Hedgehog signaling regulates the amount of hypaxial muscle development during Xenopus myogenesis.

Hedgehog (Hh) signaling is proposed to have different roles on differentiation of hypaxial myoblasts of amniotes. Within the somitic environment, Hh signals restrict hypaxial development and promote epaxial muscle formation. On the other hand, in the limb bud, Hh signaling represses hypaxial myoblast differentiation. This poses the question of whether differences in response to Hh signaling are due to variations in local environment or are intrinsic differences between pre- and post-migratory hypaxial myoblasts. We have approached this question by examining the role of Hh signaling on myoblast development in Xenopus laevis, which, due to its unique mode of hypaxial muscle development, allows us to examine myoblast development in vivo in the absence of the limb environment.
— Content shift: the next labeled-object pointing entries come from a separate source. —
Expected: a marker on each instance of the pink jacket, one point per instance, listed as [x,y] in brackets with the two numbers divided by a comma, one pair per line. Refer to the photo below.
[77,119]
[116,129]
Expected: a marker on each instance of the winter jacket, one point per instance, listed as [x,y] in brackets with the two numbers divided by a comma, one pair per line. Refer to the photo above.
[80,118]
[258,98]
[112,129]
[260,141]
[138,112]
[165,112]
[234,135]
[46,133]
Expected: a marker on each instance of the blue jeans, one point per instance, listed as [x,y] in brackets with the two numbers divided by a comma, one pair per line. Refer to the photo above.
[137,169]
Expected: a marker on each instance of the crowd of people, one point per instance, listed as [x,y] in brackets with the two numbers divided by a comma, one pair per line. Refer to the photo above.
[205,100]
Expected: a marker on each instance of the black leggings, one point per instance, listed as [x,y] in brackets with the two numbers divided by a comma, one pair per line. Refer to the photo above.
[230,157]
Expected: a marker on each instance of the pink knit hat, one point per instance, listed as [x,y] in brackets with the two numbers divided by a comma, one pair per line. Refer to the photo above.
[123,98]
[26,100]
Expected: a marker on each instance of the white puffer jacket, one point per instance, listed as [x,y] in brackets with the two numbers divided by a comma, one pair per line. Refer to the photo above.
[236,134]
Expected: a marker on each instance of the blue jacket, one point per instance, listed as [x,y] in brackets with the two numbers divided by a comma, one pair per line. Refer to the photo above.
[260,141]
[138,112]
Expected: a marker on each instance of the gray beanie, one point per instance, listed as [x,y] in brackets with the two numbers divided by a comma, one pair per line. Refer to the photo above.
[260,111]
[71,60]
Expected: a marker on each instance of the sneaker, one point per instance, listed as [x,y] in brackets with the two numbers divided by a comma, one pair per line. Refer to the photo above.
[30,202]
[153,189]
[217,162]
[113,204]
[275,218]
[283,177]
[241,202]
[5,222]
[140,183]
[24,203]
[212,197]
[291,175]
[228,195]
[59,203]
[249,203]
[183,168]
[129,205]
Cyclopamine and sonic hedgehog (shh) mRNA overexpression were used to inhibit or activate the Hh pathway, respectively. We find that hypaxial myoblasts respond similarly to Hh manipulations regardless of their location, and that this response is the same for epaxial myoblasts. Overexpression of shh mRNA causes a premature differentiation of the dermomyotome, subsequently inhibiting all further growth of the epaxial and hypaxial myotome. Cyclopamine treatment has the opposite effect, causing an increase in dermomyotome and a shift in myoblast fate from epaxial to hypaxial, eventually leading to an excess of hypaxial body wall muscle. Cyclopamine treatment before stage 20 can rescue the effects of shh overexpression, indicating that early Hh signaling plays an essential role in maintaining the balance between epaxial and hypaxial muscle mass. After stage 20, the premature differentiation of the dermomyotome caused by shh overexpression cannot be rescued by cyclopamine, and no further embryonic muscle growth occurs.